[ClusterLabs Developers] Reference to private bugzillas in commit messages

Ken Gaillot kgaillot at redhat.com
Tue Jan 9 15:56:36 UTC 2018


On Tue, 2018-01-09 at 15:59 +0100, Kristoffer Grönlund wrote:
> Jan Pokorný <jpokorny at redhat.com> writes:
> > Proper problem statement in the commit message accompanying the fix
> > would alleviate these sorts of redundancies, and would lead to
> > improvements on the non-code/soft-skills aspects of the
> > contributions,
> > IMHO.
> > 
> 
> I totally agree that linking to non-public information is somewhat
> problematic for an ostensibly open project. But practically speaking,
> it's very convenient to be able to include that kind of link ;)
> 
> So I'm a bit torn. I would say that we should definitely reject
> patches
> that reference a bug somewhere and does not fully describe the
> problem
> it is solving or the solution included.
> 
> But then on the other hand, once the commit message does contain all
> the
> relevant details, having a reference to aid some internal book-
> keeping
> doesn't seem like such a harmful thing either.

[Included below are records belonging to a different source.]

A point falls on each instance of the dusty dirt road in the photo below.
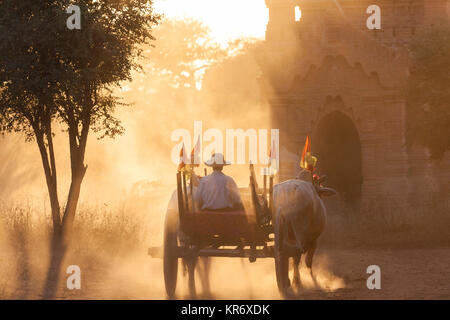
(338, 274)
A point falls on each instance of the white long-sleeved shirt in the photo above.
(217, 191)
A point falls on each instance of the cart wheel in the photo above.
(281, 258)
(170, 258)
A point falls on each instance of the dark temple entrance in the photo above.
(337, 145)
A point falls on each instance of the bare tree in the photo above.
(51, 74)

I don't think references to non-public information are inherently
problematic. They can provide essential context as to *why* a change
was made that often becomes relevant in future development. I'd love it
if all our past commits were tagged with bug reports; that would make
me much more confident when changing code. (That said, I usually tag my
own commits only with ClusterLabs BZs.)

As long as the commit message is sufficiently descriptive, the bug
report reference merely provides additional context.

Bug fixes are often accompanied by a regression test, which serves as
an open summary of the bug case.

In a perfect world, we'd all open ClusterLabs bug reports for each
downstream bug report to have an open reference, but in the real world,
that time is better spent on development than paperwork.

The acronyms, like any other, you just have to pick up over time with
experience. I'll add the ones I know to the Pacemaker Development
document, which are:

  LFBZ - old Linux Foundation bugzilla for the Linux-HA project - https
://developerbugs.linuxfoundation.org/buglist.cgi?product=Pacemaker

  CLBZ - ClusterLabs bugzilla - https://bugs.clusterlabs.org/

  RHBZ - Red Hat bugzilla - https://bugzilla.redhat.com/

  BSC - SuSE bugzilla - https://bugzilla.suse.com/index.cgi

Sometimes you'll see bz without anything more specific, which is
usually LFBZ or CLBZ depending on when it was written.